Читать «Прекрасные деньки» онлайн - страница 101

Франц Иннерхофер

Когда его позвали в дом, Холль возился с подстилкой для телят. За столом сидели два полицейских чиновника. Они намекнули ему на его бесправное положение, сказав что он все-таки не хозяйская собственность, а совершенно свободный человек. Холль вдруг услышал, как наверху сняли крышку слухового люка и понял: лежа на полу, хозяйка подслушивает. Он сразу понял, что гости пожаловали из-за кражи бревен. Чиновники попеременно вели разговор про него и про Морица и дали понять, что целиком на стороне обоих, но вдруг заявили, будто им известно, что Холль знает про кражу, что кому-то якобы уже рассказывал об этом деле и, если будет отмалчиваться, его ждет суд за сокрытие преступления. Холль и в самом деле поделился в коровнике своим открытием со скотником и даже знал, что скотник в трактире обменялся новостями с обходчиком путей федеральной железной дороги, таким образом Холль мог дать показания и подтвердить кражу имущества на сумму до 700 шиллингов. А за обедом выяснилось, что в этой пустячной краже замешан Биндер, тот самый Биндер, который часто защищал Холля перед хозяевами.

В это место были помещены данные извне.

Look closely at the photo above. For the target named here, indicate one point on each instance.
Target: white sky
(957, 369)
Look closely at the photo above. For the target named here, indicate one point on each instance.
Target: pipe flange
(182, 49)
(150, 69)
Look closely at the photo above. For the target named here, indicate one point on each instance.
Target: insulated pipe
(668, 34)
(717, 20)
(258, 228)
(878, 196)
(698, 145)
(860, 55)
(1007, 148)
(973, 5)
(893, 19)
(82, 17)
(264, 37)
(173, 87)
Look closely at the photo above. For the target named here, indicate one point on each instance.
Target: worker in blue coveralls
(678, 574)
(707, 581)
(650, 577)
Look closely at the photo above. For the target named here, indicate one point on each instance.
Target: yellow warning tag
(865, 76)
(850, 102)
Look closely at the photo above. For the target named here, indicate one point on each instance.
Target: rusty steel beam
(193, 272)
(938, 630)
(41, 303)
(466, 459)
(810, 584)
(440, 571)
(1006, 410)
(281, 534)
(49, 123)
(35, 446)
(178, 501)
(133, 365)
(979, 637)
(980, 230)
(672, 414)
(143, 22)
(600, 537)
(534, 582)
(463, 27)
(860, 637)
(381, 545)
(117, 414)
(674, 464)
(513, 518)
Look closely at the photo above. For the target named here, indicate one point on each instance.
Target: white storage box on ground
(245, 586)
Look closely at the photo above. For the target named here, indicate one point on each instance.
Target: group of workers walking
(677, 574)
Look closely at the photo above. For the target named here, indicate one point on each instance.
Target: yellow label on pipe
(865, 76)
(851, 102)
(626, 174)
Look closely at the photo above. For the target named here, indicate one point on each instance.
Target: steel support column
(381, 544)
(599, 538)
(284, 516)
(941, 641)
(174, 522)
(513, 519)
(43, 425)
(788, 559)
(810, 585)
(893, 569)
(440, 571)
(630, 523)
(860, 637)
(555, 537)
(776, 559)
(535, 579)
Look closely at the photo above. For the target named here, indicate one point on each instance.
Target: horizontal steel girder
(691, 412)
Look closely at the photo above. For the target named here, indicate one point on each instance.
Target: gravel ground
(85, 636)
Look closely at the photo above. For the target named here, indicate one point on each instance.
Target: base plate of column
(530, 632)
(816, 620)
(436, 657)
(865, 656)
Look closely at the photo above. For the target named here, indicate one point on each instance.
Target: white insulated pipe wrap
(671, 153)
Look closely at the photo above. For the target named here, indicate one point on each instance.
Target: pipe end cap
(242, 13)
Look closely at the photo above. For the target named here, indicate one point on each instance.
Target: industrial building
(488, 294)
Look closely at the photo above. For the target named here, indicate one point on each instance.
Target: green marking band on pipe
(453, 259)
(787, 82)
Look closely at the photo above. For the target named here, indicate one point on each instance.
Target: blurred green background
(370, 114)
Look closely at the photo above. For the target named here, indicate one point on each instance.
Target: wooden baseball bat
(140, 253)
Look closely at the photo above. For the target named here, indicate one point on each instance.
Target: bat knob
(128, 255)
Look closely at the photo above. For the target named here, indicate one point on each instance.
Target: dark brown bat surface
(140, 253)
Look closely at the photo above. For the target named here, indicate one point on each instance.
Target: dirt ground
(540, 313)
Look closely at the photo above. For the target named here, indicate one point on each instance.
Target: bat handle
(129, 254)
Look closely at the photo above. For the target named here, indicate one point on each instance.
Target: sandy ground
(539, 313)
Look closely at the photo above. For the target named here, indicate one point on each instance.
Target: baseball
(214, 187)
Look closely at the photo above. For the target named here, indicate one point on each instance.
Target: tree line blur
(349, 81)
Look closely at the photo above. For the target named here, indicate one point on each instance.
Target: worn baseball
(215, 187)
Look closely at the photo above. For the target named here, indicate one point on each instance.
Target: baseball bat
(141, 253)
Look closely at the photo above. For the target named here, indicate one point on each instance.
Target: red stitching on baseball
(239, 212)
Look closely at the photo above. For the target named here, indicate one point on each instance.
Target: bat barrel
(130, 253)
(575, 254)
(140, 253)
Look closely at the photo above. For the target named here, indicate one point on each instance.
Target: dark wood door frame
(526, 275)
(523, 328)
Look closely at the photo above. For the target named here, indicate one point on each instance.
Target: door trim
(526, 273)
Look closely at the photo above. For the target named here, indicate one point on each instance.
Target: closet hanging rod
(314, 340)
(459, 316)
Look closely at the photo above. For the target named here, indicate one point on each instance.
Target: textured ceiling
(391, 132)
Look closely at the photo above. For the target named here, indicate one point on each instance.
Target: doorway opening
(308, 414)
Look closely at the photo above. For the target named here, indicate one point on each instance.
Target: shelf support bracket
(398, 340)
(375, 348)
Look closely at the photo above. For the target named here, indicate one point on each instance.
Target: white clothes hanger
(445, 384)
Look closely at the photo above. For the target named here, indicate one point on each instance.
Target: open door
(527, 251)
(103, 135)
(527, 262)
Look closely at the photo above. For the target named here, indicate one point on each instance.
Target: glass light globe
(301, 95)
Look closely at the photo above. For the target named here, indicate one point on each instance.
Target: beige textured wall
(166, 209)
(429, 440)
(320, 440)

У Холля было скверно на душе. Хозяйка полосовала его взглядами. Хозяин рассчитал скотника и поднял страшный шум, усугубляя тяжелое чувство вины, гнетущее Холля, перечислением всевозможных подлостей и криком подтверждал свою решимость сделать из Холля порядочного человека, хотя уже раскаивается в своих попытках, так как все кончается неблагодарностью и напрасной тратой сил, все его старания коту под хвост, в который раз приходится убеждаться в этом. В своем кодексе наказаний хозяин оборачивался всегда этаким бедным отцом, не разгибавшим спины по будням и бившимся над воспитанием детей по праздникам. Отсюда он делал вывод, что ребенок должен просить о наказании, а потом благодарить за него. Все было дьявольски перепутано. Хозяин разорялся до тех пор, пока у Холля не брызгали из глаз слезы. Потом Холль в одной рубашке часами бродил по большому полю. Была ранняя весна, долина белела пятнами нерастаявшего снега. Сенные сараи пустовали. Вешайся где хочешь. Холль, однако, возвращался и заглядывал в коровник и был рад, что ему вообще позволено работать, переступал порог кухни, сидел за общим столом и ел, а потом спал наверху. Просыпаясь в половине четвертого, он мечтал о том, чтобы и настающий день остался позади.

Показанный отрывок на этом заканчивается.